Imagem com fundo escuro mostrando a silhueta de uma mulher com a mão levantada em sinal de proteção. No topo, há uma faixa vermelha com a palavra “NOTÍCIA”. Ao centro, em destaque, o texto: “Novas leis ampliam proteção às mulheres e endurecem punições”. Na parte inferior, aparece a sigla “CPL”.

Foram sancionadas três novas leis que ampliam a proteção às mulheres, reforçam o combate à violência doméstica e familiar e endurecem as punições contra agressores. As medidas fortalecem a rede de proteção às vítimas e introduzem novos instrumentos legais para prevenção e responsabilização.

Lei nº 15.125/2026 – Monitoramento eletrônico de agressores

Originada do Projeto de Lei nº 2942/2024, a norma torna o monitoramento eletrônico obrigatório em situações de risco à integridade de mulheres e crianças. A medida permite que o uso de tornozeleira eletrônica seja determinado de forma imediata, inclusive por autoridade policial, em locais sem presença de juiz.
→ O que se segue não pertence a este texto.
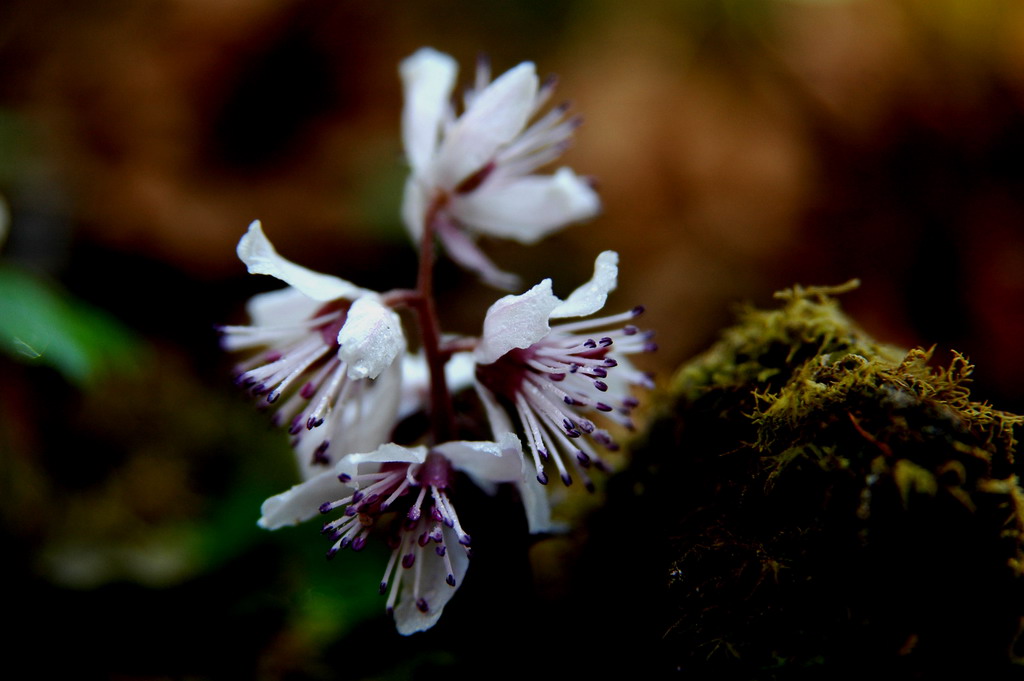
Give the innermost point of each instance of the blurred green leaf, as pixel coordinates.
(40, 324)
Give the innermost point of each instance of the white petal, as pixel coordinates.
(461, 248)
(591, 296)
(516, 322)
(414, 208)
(361, 424)
(497, 116)
(371, 338)
(282, 307)
(428, 78)
(260, 257)
(529, 208)
(486, 462)
(302, 501)
(433, 587)
(385, 454)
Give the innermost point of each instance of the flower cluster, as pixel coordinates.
(330, 358)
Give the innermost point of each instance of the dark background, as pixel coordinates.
(739, 146)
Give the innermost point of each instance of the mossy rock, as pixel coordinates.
(830, 504)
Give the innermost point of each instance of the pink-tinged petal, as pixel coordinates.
(361, 423)
(414, 208)
(590, 297)
(529, 208)
(370, 339)
(485, 462)
(428, 78)
(282, 307)
(434, 590)
(536, 504)
(302, 501)
(464, 251)
(260, 257)
(516, 322)
(497, 117)
(385, 454)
Além disso, a vítima poderá receber dispositivo de segurança que alerta sobre a aproximação do agressor. A lei também prevê aumento da pena em caso de descumprimento de medidas protetivas, que pode ser acrescida de um terço até metade.

Lei nº 15.126/2026 – Inclusão da violência vicária como forma de violência doméstica

Derivada do Projeto de Lei nº 3880/2024, a lei reconhece a violência vicária como forma de violência doméstica e familiar. Diante disso, a prática ocorre quando o agressor atinge filhos, familiares ou pessoas próximas com o objetivo de causar sofrimento psicológico à mulher.

O texto também cria o crime de homicídio vicário, agora classificado como crime hediondo, com pena de 20 a 40 anos de reclusão. Dessa forma, a pena pode ser aumentada se o crime for cometido na presença da vítima, contra criança, pessoa idosa, pessoa com deficiência ou em descumprimento de medida protetiva.

Lei nº 15.127/2026 – Dia Nacional de Proteção e Combate à Violência contra Mulheres e Meninas Indígenas

Proveniente do Projeto de Lei nº 102/2023, a norma institui o Dia Nacional de Proteção e Combate à Violência contra Mulheres e Meninas Indígenas, celebrado anualmente em 5 de setembro.

A data tem como objetivo ampliar a visibilidade sobre a violência enfrentada por mulheres indígenas, estimular ações de conscientização e incentivar a criação de políticas públicas voltadas à prevenção e proteção desse grupo.

Avanço na proteção e prevenção

As novas leis representam um avanço significativo na proteção das vítimas e na responsabilização de agressores, fortalecendo mecanismos legais de prevenção e enfrentamento à violência doméstica e familiar no país.